We recently migrated some "legacy" NFS content onto our GPFS clusters. Along with this migration we set up a daily rsync job to sync changes from the Production cluster to a DR cluster at another location. Since making these changes I've noticed a significant decrease in performance while the rsync process is running, in some cases causing NFS content to other clients to slow down.
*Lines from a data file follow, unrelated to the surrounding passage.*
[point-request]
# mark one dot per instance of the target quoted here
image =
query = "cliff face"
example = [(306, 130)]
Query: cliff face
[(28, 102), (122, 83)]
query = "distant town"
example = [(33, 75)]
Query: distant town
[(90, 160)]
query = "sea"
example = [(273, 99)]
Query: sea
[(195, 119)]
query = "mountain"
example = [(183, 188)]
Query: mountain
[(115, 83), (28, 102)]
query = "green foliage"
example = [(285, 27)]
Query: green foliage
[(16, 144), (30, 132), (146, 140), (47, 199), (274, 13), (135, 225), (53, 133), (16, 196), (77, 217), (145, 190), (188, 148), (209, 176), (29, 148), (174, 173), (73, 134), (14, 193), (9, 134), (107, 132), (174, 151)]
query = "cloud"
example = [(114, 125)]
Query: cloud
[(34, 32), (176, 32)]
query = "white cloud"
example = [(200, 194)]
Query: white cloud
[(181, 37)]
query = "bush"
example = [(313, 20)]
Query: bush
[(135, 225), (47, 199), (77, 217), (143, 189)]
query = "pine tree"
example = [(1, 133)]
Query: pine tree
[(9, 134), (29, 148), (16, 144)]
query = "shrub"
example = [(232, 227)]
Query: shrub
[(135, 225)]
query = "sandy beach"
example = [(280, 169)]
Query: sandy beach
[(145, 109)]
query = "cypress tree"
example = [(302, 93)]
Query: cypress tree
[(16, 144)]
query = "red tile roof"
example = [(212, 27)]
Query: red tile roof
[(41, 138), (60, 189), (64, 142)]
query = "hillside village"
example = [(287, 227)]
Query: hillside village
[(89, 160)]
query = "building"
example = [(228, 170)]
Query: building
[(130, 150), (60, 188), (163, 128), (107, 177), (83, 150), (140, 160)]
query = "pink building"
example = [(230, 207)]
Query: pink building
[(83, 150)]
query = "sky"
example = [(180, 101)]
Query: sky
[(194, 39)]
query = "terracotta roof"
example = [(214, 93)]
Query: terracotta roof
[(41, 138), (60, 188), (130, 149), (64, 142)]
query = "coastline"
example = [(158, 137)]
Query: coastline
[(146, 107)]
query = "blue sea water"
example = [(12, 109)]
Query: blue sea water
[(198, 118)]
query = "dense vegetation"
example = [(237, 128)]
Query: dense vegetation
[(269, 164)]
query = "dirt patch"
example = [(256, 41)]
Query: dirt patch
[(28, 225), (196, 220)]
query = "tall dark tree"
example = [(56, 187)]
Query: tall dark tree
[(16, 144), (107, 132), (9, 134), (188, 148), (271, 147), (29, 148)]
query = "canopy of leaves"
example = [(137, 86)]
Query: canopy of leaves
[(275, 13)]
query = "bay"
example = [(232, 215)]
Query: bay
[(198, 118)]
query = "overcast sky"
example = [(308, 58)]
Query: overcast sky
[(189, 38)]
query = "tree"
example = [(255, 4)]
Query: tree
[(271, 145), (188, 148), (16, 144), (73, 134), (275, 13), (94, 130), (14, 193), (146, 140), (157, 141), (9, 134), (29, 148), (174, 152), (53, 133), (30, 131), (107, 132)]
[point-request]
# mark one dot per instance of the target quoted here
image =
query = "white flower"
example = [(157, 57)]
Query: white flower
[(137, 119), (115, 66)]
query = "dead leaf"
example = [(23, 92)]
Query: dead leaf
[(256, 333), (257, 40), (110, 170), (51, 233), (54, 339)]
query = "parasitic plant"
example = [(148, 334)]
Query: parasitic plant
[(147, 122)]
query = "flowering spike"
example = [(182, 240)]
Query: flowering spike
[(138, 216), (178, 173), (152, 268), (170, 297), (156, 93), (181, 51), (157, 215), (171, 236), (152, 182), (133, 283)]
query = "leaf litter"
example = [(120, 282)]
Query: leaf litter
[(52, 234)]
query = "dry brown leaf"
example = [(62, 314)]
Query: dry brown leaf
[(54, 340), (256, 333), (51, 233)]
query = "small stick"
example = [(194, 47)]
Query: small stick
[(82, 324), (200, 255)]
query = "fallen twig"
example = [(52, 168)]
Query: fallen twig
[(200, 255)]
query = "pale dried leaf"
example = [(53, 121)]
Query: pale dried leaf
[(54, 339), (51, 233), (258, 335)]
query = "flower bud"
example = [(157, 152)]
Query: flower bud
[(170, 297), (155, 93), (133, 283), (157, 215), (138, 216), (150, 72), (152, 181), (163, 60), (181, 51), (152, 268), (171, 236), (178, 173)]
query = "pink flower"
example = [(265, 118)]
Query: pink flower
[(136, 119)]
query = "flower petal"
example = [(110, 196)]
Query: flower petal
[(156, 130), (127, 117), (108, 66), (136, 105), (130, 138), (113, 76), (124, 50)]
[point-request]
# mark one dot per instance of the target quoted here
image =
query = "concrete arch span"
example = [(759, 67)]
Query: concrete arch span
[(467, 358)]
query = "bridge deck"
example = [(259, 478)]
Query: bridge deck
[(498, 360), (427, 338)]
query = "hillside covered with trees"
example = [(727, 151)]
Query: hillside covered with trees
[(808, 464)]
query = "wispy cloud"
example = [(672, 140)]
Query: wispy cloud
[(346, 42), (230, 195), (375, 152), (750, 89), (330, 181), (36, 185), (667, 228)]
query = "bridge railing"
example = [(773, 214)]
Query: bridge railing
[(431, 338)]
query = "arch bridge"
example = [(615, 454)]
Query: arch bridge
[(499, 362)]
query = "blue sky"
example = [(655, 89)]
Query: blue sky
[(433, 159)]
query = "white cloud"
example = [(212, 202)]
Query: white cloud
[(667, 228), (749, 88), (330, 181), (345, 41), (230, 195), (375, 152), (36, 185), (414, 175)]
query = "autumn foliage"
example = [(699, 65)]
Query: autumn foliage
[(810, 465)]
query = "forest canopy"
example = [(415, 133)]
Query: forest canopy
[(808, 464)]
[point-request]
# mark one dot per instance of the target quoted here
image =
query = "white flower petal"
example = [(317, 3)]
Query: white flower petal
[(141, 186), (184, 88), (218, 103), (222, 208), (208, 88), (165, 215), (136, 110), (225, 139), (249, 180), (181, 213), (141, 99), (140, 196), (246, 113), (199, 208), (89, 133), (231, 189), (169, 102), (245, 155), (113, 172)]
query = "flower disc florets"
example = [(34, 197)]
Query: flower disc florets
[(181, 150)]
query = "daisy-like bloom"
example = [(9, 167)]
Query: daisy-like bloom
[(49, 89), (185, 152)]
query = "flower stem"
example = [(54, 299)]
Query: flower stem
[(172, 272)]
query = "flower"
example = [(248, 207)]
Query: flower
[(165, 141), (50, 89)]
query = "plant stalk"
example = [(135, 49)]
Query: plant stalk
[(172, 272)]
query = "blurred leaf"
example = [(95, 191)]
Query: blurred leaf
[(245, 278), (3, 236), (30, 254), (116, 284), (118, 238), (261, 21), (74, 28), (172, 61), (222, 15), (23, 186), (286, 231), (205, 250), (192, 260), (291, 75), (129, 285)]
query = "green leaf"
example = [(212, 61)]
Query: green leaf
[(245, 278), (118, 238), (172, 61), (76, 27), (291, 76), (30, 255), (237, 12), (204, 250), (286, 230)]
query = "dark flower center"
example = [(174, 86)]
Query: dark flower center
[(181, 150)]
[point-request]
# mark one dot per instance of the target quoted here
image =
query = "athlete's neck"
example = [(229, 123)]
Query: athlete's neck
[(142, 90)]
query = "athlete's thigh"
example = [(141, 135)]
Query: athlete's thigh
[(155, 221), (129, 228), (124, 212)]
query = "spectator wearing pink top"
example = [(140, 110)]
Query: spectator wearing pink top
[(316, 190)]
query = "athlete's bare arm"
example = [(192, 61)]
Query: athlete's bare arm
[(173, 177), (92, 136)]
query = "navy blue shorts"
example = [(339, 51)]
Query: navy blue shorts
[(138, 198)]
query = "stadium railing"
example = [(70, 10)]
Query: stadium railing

I am suspecting that the rsync process is trashing my cache, and in fact when I look at mmdiag --stats I see that I have 0 hits:
stats: inserts 119636775 steals 57796289 hits 0 expands 52009607 revokes 1180813 uses 47485999
I also see a lot of waiters appearing during the rsync processing with the following:
0x2B285C04D500 waiting 0.001814000 seconds, CleanFileThread: on ThMutex 0x18012748B10 (0xFFFFC20012748B10) (CacheReplacementListMutex)
We are on RHEL 5.9 64-bit w/GPFS v18.104.22.168. The MFTC value is 100K and using the default for MSC of MFTC*4, so 400K. There are 3 nodes in the cluster with the rsync process running on just one of them.
I've been reviewing the composition of the directory structures of this content. There are about 3.2 million files involved. I have found at least one single directory that contains over 500K files alone and I suspect this is what is contributing to the poor cache performance when the rsync process runs.
I'm considering breaking the rsync processing down into smaller chunks, but I think I probably need to look at some adjustments to my cache configuration as well given the number of files in a single directory exceeds my current cache size. I'm looking for any input or suggestions on ways to mitigate these effects.